Il est six heures du matin.

La chambre est close, les lumières feutrées. Tu t'enroules dans le lit en chien de fusil, engourdie par une fatigue irrésistible. Tu as peur de perdre connaissance. Une peur ancestrale. Archaïque. Perdre ton esprit et mourir peut-être.

 

Pourtant tu es extrêmement consciente. Tu te tournes, tu te retournes, tu cherches une position supportable. Tu te laisses glisser à terre, tu ne sais plus tenir cette masse de corps si lourde et douloureuse qui t'anéantit. Tu te sens partir. Dans un dernier élan de vitalité, tu t'accroches à Isabelle.

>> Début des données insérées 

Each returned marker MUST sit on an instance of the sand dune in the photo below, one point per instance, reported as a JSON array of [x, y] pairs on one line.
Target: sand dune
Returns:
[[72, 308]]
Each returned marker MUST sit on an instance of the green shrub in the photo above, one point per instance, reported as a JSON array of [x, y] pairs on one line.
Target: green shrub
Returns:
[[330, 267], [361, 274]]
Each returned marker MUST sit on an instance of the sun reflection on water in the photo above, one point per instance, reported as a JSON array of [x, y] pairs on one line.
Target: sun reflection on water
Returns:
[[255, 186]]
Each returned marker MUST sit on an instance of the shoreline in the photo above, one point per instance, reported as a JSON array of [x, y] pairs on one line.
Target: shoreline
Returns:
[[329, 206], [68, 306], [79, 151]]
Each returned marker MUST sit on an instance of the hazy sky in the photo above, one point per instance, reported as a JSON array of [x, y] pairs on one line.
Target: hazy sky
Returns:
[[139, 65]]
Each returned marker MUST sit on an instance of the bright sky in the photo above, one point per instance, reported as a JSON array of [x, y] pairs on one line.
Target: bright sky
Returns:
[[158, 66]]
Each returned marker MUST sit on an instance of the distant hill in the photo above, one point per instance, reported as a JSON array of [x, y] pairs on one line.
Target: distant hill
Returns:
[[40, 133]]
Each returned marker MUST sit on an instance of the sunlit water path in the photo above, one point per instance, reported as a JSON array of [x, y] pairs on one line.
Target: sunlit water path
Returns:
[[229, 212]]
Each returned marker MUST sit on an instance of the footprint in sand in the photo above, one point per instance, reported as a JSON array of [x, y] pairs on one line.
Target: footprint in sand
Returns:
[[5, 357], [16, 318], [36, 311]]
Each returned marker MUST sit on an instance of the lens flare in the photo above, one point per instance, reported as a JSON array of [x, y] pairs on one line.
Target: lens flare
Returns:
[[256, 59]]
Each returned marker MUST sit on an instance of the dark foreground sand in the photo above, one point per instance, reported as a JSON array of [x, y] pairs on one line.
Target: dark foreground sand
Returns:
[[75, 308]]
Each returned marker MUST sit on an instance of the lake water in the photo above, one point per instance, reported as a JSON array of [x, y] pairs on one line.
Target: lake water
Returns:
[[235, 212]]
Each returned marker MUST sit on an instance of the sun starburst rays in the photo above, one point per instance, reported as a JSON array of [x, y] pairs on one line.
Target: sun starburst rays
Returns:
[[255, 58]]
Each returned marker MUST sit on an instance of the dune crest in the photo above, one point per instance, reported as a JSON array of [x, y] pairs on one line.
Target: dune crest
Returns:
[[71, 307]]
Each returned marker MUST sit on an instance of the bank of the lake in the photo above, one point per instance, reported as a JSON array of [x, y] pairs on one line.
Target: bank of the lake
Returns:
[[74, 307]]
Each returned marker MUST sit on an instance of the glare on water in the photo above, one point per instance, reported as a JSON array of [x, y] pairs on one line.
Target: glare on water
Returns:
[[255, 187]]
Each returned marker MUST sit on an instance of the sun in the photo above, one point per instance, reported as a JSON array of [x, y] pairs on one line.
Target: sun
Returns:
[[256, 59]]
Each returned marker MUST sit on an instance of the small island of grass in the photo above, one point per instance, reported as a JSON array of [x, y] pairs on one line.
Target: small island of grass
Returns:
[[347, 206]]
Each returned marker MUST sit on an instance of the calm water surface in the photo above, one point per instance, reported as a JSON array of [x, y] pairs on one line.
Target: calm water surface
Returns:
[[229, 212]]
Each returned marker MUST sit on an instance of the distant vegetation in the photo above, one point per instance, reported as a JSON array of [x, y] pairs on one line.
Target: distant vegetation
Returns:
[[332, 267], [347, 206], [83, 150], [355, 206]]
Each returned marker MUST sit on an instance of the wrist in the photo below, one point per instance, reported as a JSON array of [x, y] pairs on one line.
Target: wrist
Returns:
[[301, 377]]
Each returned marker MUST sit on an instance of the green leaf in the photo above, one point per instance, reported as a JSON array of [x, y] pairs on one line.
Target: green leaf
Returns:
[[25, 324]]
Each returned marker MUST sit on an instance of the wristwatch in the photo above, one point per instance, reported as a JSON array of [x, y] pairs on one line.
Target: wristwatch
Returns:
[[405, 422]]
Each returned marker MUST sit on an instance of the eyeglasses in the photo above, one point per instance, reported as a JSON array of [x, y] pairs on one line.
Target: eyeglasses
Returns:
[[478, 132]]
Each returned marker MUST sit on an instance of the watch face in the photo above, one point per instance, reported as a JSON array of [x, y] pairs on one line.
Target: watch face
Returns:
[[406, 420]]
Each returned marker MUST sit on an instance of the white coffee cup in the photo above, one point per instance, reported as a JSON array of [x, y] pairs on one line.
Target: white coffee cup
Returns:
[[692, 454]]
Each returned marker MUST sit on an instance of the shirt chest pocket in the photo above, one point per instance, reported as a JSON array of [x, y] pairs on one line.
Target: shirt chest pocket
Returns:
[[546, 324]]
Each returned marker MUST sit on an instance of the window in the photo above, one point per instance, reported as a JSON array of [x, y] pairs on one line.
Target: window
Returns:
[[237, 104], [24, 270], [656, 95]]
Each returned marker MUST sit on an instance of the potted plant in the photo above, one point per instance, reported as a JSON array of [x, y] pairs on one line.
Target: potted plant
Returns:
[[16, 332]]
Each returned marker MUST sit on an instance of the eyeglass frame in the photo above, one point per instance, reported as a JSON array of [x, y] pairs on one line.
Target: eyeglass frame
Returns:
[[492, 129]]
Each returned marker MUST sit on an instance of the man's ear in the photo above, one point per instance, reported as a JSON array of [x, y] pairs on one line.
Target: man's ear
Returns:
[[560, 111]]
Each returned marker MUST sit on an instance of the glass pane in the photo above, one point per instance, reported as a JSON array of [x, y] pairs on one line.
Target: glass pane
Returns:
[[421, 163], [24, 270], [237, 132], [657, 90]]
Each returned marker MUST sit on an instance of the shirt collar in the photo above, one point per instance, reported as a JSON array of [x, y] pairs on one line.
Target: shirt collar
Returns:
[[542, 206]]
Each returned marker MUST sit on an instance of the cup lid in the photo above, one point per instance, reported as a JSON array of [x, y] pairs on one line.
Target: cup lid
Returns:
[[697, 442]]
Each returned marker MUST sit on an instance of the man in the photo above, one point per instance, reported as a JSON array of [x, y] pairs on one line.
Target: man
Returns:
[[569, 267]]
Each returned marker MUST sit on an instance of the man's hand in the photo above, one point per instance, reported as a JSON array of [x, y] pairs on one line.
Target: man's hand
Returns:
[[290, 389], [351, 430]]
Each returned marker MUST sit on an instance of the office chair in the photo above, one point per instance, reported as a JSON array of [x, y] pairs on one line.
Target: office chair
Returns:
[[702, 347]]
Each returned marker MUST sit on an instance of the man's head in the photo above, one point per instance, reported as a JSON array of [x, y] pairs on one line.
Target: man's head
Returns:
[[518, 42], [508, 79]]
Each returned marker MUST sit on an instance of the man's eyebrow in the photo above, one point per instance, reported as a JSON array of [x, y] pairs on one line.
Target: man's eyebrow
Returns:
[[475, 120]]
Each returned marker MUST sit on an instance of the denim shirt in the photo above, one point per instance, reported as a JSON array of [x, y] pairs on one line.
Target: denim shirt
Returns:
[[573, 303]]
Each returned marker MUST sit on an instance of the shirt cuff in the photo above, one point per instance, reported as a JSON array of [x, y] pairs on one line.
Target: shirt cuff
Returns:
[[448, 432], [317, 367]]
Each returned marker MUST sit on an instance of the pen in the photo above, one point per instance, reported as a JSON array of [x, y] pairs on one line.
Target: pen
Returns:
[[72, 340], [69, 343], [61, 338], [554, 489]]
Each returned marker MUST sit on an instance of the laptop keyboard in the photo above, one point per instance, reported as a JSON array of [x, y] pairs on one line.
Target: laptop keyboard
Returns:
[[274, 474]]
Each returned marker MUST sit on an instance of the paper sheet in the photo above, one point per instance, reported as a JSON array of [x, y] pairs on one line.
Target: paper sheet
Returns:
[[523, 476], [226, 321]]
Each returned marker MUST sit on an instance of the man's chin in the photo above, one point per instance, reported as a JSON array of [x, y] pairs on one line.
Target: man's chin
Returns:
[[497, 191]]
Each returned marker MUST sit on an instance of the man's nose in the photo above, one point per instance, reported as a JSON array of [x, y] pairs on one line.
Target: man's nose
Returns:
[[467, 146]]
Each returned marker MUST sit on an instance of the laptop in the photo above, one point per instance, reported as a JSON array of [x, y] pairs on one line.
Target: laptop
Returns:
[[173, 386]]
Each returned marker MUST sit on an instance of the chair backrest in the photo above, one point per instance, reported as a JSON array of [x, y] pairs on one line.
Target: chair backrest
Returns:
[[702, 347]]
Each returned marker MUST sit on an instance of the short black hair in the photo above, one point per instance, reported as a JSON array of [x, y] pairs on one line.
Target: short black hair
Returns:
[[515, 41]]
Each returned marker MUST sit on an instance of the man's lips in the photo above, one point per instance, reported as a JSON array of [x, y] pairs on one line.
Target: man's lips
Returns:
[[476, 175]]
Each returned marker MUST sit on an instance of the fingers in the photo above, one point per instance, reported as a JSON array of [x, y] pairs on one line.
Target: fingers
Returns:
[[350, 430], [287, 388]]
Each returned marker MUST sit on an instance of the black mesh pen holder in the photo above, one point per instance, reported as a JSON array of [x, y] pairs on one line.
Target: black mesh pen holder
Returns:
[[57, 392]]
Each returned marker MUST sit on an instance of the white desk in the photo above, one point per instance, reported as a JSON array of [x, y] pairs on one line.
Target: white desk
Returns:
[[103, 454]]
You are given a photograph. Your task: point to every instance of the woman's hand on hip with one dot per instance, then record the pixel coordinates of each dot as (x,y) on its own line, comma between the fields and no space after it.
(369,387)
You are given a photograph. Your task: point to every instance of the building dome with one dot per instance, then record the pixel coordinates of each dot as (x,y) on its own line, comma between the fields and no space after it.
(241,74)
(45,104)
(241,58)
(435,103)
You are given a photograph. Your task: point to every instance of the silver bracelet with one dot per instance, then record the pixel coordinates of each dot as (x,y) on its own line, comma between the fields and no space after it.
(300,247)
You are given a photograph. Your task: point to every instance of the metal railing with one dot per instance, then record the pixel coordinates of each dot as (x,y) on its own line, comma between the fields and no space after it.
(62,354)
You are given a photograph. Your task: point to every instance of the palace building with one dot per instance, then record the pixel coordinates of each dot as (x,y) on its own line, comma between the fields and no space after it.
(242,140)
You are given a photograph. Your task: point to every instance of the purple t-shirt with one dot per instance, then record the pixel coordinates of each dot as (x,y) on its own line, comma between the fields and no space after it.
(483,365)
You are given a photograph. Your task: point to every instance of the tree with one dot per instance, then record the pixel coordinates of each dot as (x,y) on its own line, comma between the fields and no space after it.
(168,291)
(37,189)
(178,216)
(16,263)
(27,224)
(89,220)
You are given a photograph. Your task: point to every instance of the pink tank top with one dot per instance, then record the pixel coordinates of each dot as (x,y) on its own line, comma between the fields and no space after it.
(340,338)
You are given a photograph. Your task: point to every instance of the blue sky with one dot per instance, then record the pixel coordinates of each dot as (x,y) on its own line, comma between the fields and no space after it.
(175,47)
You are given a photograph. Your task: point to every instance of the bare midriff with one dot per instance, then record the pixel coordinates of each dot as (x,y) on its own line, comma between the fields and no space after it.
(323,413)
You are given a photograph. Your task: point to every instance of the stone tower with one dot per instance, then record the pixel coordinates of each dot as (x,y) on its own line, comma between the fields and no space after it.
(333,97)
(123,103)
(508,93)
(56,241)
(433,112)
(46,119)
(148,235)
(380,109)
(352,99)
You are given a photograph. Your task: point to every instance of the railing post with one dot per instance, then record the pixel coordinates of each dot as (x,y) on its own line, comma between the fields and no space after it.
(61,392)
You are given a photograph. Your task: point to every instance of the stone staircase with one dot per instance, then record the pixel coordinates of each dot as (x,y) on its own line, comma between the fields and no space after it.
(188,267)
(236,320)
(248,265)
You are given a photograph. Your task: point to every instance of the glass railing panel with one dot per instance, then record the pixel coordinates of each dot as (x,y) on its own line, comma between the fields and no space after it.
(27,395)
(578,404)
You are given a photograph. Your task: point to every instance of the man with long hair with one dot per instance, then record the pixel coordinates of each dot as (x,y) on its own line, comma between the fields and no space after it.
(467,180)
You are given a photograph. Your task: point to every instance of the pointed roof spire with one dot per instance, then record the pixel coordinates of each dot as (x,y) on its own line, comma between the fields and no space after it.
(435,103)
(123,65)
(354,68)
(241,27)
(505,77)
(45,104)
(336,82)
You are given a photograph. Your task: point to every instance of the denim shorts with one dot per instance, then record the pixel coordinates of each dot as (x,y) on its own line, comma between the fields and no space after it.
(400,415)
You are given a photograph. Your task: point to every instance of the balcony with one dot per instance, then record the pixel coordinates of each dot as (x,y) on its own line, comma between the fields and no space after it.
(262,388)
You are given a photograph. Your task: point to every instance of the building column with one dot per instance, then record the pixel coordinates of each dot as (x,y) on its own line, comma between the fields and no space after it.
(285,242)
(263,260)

Ton corps se met en marché malgré toi. Tu ne sais pas d’où te vient cette nécessité mais tu ne peux y résister, c’est inouï. Mûe par le besoin irréfrénable de te relever, tu rassembles les quelques forces qu’il te reste. Tu n'es plus que douleur. Et voilà que tout s’accélère.

 Debout, fermement ancrée sur tes deux jambes, la poitrine vissée sur le lit, la tête dans l’oreiller, les mains lacerrant les draps, tu pousses. Tu ne peux plus bouger. Il ne peut en être autrement. Tu pousses comme jamais. Isabelle s'accroupit comme elle peut pour accueillir l’enfant en douceur. 

 

Une dernière impulsion t’envahit, un long râle sort du fin fond de tes entrailles. Tu pousses de tout ton être. Tes bras, tes hanches, tes jambes, jusqu'au bout des ongles. Il faut que ton bébé sorte, il faut que la douleur cesse. Isabelle te guide de sa voix.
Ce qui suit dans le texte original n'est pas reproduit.